For centuries, nomads have dropped down from the rocky hills around here to carve bricks of salt from an ancient lake and haul them away on the backs of camels.
But a new salt miner is trying his hand, and he may be a harbinger of what is to come.
"As a salt person, my first impression was why was all this salt just sitting here," said Daniel Sutton, an American salt miner who is overseeing a new $70 million operation to industrialize the collection of Djibouti's plentiful salt. "There's 50 square miles of salt. It runs 20 to 30 feet deep. This could be huge."
Djibouti is becoming the little country of big dreams. Hundreds of millions of dollars of overseas investment are pouring in, promising to turn this sleepy, sweltering ministate, which right now does not even have a stoplight, into something of an African trade center.
There are gold miners from India, geothermal experts from Iceland, Turkish hotel managers, Saudi oil engineers, French bankers and American military contractors. Tycoons from Dubai are pumping in a billion dollars just on their own, largely for the country's all-important port, a gateway to the region. There is even a project on paper to build a multibillion-dollar, 28-kilometer, or 18-mile, bridge across the Red Sea, captained by Tarek bin Laden, the half-brother Osama bin Laden.
Djibouti does not have many people - around 700,000 - and few outsiders have heard of it. Its soil is mostly sand; it is unearthly hot, often more than 35 degrees Celsius (100 degrees Fahrenheit); and just about everything, from bottled water to rice to gasoline, is imported.

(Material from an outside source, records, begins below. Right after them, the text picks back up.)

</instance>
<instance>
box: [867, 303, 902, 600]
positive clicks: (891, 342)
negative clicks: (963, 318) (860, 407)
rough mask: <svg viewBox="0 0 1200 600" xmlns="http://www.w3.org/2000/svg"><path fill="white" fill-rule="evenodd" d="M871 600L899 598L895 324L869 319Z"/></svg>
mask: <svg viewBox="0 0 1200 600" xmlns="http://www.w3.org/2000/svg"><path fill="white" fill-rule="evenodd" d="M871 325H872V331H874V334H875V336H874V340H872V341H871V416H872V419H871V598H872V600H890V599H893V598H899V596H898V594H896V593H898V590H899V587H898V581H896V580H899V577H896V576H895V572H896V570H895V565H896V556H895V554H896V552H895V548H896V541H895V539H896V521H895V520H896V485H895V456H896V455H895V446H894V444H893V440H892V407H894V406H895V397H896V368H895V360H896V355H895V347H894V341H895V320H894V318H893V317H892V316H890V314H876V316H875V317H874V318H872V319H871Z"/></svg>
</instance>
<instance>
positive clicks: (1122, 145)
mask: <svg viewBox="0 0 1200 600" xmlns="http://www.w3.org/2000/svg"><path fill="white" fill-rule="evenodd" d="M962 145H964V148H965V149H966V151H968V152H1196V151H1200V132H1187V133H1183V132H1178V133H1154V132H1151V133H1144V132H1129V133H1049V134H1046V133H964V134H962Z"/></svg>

But the country's draw is it location. Djibouti sits at the mouth of the Red Sea, where Africa and Asia nearly touch. It overlooks some of the busiest shipping lanes in the world, especially for oil heading from the Gulf to Europe and the United States. And because of its strategic position, both France and the United States have military bases here.
Shipping is already big business in this country - and it is getting even bigger, with investors from Dubai hoping to expand the Port of Djibouti from a current capacity of 300,000 containers a year to three million. Dubai World, a large holding company, has also bought a controlling share in a local airline and built an industrial park, new roads and a $200 million, five-star hotel, with gurgling fountains and possibly the greenest lawn in the Horn of Africa.